Historically, singular focus was placed on resilience as the ability to withstand or rebound from disasters. Since the late 1990s, however, researchers and practitioners have been building a body of evidence proving that resilience represents the basic building blocks of a healthy, thriving community, in good times or bad. This understanding brought with it the realization that resilience cannot be bestowed upon a community by a bureaucracy, nor does resilience begin only when fires are burning at doorsteps or political instability tips over into violence. Resilience initiatives must be undertaken continually, holistically, and with the support and active engagement of the community itself.

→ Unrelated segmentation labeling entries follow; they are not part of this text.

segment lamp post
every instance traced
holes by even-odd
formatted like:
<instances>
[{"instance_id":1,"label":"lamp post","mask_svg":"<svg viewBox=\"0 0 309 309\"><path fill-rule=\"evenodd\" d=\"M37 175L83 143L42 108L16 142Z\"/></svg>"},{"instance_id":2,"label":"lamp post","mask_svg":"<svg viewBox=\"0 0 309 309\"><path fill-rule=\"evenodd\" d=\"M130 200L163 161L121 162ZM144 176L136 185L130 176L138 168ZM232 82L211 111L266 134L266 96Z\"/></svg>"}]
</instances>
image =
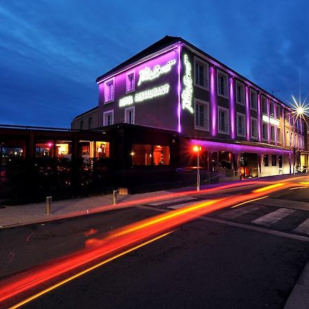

As with resilience, there has been a tendency for engagement – strategies for working with diverse yet interconnected stakeholders to uncover, prioritize, and resolve community issues – to be seen as something that is only relevant in times of crisis. Authentic engagement, however, cannot begin only when an organization wants or needs something specific from a community or vice versa. Available research on community engagement in the resilience sphere, which covers topics as diverse as wildfire mitigation, public health, extractive industries, extremist violence, and sea-level rise, makes abundantly clear that the most disaster-resilient communities are those able to authentically engage and connect community members for a common purpose, shared value, or goal outside of dire circumstances.
While some communities may greatly value something intangible, such as a sense of social connectivity and togetherness, other communities might share values and goals based around the ability to protect family-sustaining jobs or support community businesses, or a strong shared desire for personal health and well-being, a commitment to social justice and activism, or a focus on environmental protection. Shared values can take many forms based on the history and culture of a community, but they are the principles and priorities that both help to define and are defined by the character of an area, and could be considered the very backbone of a community’s identity.
Here in the Oil Heritage Region we have many individual communities with their own unique identities, yet we all meld together into one diverse yet interconnected regional community. As we authentically, intentionally engage with each other, we are able to build on our similarities and bridge the gaps between our differences. We are able to find the values, priorities, and goals we all share – and realize lasting resilience.